PROFESSIONISTI | 08/03/2026 | 18:15
di Francesca Monzone

La prima tappa della Parigi-Nizza è stata vinta in volata dallo statunitense Luke Lamperti, più veloce di Vito Braet (Lotto Intermarché) arrivato secondo e Orluis Aular (Movistar). Per lo statunitense questa è la seconda vittoria da professionista, ma la prima nel World Tour e per questo ha un sapore veramente unico.


«Penso che questa sia una vittoria veramente speciale – ha detto il ventitreenne della EF Education – EasyPost -: non è un segreto che la squadra abbia faticato per farmi arrivare a questa vittoria. Siamo riusciti ad arrivare ben posizionati nel finale e i ragazzi hanno pedalato al massimo tutto il giorno, ci siamo impegnati e penso che ne sia valsa la pena. Quindi abbiamo deciso di provarci e  riuscire a portare a termine questa volata è davvero speciale, e anche per il mio morale, questo è un bel modo di cominciare con la nuova squadra».


Luke Lamperti è al suo primo anno con la EF Education -EasyPost e prima delle due stagioni con la Soudal Quick Step, era cresciuto nella Trinity, squadra americana nella quale hanno militato anche Ben Healy e Tom Pidcock.

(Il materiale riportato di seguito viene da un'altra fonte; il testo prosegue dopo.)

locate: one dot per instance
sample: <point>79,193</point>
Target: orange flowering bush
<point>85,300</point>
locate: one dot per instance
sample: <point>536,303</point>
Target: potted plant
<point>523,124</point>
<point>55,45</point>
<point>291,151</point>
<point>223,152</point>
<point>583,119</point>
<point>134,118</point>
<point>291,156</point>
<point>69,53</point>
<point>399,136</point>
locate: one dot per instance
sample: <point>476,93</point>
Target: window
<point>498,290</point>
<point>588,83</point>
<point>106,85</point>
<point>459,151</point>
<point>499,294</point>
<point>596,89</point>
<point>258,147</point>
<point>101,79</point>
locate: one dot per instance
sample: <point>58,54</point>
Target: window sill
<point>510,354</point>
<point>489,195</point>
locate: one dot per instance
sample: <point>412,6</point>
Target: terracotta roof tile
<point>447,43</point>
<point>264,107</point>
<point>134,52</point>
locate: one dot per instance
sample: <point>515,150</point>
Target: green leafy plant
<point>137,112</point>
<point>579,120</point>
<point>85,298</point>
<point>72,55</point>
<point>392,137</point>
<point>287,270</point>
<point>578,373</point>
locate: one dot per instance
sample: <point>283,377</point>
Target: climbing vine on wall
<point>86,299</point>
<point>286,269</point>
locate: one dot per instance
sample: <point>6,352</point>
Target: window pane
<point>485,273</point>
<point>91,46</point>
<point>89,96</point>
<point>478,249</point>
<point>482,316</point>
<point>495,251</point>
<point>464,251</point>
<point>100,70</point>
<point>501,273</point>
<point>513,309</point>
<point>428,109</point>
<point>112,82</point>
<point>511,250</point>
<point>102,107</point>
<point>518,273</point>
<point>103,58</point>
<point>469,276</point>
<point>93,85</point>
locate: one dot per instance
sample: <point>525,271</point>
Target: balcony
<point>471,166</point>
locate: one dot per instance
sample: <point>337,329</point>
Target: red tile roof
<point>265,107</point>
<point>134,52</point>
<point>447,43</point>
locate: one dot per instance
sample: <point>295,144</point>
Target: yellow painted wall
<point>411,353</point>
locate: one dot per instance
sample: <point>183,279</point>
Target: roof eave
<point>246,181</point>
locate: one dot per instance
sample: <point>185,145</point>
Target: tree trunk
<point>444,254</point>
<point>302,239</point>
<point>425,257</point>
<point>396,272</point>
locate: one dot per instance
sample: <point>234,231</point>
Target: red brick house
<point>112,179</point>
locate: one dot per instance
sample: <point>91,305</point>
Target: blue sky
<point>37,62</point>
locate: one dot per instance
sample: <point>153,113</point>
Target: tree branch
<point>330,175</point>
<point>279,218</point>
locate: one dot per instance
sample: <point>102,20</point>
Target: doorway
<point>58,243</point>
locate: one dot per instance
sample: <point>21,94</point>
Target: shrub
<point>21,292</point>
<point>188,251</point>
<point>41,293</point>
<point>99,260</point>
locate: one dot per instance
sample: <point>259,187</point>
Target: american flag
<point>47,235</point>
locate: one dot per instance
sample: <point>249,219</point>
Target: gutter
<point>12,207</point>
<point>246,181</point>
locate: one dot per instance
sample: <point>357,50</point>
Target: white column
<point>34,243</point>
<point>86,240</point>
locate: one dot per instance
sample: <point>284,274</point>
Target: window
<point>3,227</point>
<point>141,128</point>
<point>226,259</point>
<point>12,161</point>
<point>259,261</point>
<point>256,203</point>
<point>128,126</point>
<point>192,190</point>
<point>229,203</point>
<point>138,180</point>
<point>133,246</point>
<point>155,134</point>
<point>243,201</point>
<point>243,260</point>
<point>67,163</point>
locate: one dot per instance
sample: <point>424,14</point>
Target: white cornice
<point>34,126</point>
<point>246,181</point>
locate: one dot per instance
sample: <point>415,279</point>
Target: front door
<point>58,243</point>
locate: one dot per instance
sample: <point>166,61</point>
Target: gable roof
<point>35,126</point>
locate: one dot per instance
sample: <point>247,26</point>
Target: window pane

«Non è stato facile arrivare in fondo, perché prima di arrivare alla volata dovevamo sopravvivere a una salita di qualche chilometro. La salita è stata piuttosto dura, ma c'era anche Max (Walker) in fuga ed è stato fortissimo, quindi avevamo qualche carta da giocare se la fuga avesse funzionato. Anche una vittoria in questo modo sarebbe andata bene  per noi. Penso di poter dire che alla fine abbiamo fatto una bella corsa».

L’ultimo chilometro della prima tappa della  Parigi-Nizza, 179 chilometri da Achères a Carrières-sous-Poissy è stato molto nervoso. 
«Sì è stato molto frenetico veramente. Avevo tre uomini nel finale con me: Asgreen,  McKellar e Van den Berg. La volata è partita abbastanza presto e i miei compagni sono riusciti a portarmi fino a 200 metri dal traguardo e poi sono andato da solo».

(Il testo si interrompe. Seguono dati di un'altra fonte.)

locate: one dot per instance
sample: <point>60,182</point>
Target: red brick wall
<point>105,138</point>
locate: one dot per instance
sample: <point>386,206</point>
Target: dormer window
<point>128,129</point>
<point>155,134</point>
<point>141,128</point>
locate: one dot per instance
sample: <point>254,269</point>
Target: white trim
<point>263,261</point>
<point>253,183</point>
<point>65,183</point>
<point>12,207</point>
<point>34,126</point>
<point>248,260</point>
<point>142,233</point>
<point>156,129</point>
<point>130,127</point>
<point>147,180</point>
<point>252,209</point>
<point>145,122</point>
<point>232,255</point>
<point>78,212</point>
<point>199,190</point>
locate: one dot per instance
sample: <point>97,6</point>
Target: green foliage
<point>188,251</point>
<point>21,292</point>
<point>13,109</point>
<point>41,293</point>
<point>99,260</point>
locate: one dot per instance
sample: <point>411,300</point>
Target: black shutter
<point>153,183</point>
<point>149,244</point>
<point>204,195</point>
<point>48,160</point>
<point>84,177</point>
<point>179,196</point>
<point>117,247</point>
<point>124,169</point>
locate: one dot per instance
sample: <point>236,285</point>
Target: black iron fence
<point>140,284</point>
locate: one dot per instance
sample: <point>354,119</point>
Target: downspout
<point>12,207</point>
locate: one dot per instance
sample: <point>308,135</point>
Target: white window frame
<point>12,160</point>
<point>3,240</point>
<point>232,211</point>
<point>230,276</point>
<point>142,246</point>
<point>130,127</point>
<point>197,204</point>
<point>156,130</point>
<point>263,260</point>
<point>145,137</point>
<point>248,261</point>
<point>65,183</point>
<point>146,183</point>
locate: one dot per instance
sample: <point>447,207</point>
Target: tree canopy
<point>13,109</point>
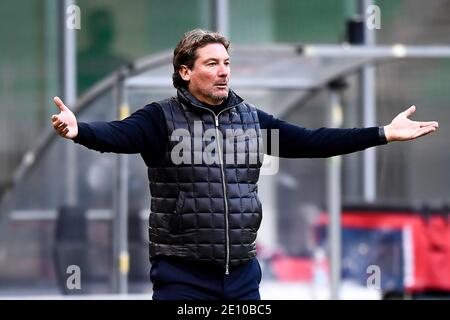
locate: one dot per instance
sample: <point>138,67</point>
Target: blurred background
<point>328,223</point>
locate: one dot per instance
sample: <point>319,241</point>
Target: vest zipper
<point>224,187</point>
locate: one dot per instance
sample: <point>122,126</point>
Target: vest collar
<point>187,98</point>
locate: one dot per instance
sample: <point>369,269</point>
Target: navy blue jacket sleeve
<point>299,142</point>
<point>143,132</point>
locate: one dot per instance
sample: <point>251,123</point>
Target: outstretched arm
<point>140,132</point>
<point>402,128</point>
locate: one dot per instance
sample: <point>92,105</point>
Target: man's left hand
<point>402,128</point>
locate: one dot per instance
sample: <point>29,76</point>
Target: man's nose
<point>223,70</point>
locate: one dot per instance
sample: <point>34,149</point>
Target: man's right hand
<point>65,123</point>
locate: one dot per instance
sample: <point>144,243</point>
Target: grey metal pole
<point>369,112</point>
<point>69,80</point>
<point>334,200</point>
<point>220,17</point>
<point>121,260</point>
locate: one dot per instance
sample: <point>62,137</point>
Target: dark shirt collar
<point>233,99</point>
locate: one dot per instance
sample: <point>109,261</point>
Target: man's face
<point>208,78</point>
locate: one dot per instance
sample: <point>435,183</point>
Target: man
<point>205,214</point>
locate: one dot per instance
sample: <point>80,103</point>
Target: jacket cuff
<point>382,136</point>
<point>84,133</point>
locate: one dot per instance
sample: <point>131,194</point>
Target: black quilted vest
<point>207,208</point>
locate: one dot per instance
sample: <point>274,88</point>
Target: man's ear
<point>185,73</point>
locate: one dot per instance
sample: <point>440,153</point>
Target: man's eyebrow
<point>215,59</point>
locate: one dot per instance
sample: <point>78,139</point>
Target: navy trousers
<point>176,279</point>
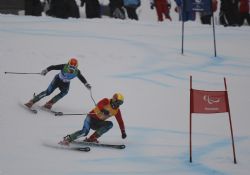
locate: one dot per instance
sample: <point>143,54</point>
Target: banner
<point>208,101</point>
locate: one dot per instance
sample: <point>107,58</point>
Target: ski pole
<point>60,114</point>
<point>22,73</point>
<point>92,97</point>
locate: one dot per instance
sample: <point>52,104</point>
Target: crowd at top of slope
<point>231,12</point>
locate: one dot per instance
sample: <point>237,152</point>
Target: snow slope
<point>143,61</point>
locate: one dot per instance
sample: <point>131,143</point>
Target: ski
<point>56,113</point>
<point>115,146</point>
<point>32,110</point>
<point>68,147</point>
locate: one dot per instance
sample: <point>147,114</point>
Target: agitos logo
<point>211,100</point>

Vincere così presto con una nuova squadra, è sempre qualcosa di importante, non solo per se stessi, ma anche per tutto il team. 
«Penso che sto facendo bene e ottenere una vittoria e dare il via con slancio alla mia stagione, soprattutto come velocista, è davvero importante. Quindi penso che per me questa sia la vittoria più importante della carriera, e sarà fantastica per il resto della stagione e servirà a mantenere alto l’umore i vista delle Classiche di primavera. Mi sento già abbastanza a casa con questa squadra anche se è il primo anno e mi sto divertendo molto, quindi penso che finora non posso lamentarmi di come stiano andando le cose. Poi adesso ho una maglia gialla e una bianca e non posso lamentarmi».

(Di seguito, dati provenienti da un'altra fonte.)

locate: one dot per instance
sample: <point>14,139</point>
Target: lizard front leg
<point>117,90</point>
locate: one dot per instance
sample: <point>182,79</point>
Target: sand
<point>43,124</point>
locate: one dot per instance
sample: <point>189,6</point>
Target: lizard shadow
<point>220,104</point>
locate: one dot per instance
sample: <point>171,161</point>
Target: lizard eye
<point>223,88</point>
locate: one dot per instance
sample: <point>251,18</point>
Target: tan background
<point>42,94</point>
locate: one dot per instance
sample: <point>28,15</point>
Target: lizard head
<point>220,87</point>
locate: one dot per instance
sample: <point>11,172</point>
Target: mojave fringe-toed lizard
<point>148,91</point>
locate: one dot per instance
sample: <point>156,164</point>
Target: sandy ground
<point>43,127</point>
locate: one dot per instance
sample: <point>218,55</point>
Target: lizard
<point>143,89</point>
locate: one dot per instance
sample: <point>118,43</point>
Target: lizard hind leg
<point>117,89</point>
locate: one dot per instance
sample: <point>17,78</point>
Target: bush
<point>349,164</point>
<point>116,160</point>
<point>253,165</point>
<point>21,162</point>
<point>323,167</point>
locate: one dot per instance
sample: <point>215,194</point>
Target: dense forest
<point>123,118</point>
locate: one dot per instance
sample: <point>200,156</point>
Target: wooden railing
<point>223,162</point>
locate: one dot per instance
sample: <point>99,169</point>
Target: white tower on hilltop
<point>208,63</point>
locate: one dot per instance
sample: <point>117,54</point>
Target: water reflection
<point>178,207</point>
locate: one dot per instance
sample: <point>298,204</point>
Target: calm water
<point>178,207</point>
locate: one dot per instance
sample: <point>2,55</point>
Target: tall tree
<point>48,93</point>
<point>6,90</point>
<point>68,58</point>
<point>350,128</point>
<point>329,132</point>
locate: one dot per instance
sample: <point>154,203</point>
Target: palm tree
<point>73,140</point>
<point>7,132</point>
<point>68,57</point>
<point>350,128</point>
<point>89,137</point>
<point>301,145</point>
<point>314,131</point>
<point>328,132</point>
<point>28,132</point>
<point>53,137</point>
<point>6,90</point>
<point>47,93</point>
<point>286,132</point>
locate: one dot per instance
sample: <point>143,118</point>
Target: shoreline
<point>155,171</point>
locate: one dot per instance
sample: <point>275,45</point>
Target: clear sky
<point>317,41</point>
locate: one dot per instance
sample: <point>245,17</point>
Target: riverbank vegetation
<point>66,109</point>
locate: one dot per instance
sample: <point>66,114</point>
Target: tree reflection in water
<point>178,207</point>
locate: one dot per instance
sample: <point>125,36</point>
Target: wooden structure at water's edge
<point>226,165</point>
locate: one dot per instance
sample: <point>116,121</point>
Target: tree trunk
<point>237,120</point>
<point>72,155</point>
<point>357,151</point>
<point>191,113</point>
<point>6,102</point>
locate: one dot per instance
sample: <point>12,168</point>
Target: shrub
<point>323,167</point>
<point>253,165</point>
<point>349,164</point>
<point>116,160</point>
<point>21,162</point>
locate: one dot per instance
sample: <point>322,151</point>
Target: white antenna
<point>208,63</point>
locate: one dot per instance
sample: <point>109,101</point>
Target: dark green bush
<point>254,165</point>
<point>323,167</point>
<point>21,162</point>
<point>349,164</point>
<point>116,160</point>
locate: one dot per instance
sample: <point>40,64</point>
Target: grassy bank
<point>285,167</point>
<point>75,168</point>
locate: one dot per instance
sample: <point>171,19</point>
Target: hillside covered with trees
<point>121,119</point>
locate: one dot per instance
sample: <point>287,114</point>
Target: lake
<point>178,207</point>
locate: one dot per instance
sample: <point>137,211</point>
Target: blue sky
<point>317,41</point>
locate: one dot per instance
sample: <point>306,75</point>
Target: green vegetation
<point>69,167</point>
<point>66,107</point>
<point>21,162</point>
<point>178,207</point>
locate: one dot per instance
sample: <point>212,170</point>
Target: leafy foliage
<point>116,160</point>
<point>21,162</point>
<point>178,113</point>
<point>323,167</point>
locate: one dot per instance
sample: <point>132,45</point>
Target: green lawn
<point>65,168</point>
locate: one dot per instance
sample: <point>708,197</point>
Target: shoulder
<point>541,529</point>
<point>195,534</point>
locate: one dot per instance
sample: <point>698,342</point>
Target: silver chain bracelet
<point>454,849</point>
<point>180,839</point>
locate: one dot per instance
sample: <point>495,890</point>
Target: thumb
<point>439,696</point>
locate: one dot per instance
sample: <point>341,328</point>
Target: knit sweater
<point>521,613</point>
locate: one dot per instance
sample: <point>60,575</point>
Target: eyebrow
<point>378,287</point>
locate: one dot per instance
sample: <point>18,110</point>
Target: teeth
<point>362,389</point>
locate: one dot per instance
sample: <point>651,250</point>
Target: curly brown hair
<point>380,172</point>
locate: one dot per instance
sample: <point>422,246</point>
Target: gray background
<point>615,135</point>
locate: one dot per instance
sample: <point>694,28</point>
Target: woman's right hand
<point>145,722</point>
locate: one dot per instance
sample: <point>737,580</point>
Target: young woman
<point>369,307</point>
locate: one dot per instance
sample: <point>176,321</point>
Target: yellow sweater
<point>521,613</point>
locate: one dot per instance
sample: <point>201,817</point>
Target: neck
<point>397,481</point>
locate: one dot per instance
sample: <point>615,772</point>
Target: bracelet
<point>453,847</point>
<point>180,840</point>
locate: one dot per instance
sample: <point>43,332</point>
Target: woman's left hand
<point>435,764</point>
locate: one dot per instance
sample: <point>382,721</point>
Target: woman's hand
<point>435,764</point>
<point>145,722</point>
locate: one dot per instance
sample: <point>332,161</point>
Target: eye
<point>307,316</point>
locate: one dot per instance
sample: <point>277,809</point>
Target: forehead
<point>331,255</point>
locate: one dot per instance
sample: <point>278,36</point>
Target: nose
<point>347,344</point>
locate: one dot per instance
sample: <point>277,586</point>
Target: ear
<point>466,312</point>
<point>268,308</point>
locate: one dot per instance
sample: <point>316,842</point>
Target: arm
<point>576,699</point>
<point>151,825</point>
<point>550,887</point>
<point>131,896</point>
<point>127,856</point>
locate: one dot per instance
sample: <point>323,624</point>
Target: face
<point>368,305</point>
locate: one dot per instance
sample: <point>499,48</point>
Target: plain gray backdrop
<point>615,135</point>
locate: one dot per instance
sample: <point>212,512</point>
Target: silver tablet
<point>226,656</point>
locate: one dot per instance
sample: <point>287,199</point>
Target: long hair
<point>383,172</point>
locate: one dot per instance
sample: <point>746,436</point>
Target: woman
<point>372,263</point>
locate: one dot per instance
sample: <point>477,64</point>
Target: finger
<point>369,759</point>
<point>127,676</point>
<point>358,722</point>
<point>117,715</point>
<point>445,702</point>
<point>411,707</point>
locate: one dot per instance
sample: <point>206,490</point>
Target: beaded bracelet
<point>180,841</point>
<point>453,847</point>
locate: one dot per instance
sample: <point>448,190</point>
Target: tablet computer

Domani al via della seconda tappa, per la prima volta Luke Lamperti partirà con la maglia di leader della corsa e per lui questa sarà un’esperienza nuova. «Penso che avere queste maglie domani e indossare in particolare la maglia gialla di leader della corsa sarà super speciale. Sarà la mia prima volta ed è arrivata con la mia prima vittoria nel World Tour. Quindi questa per me è una giornata di tante prime volte e voglio godermi ogni istante di questa giornata e di domani».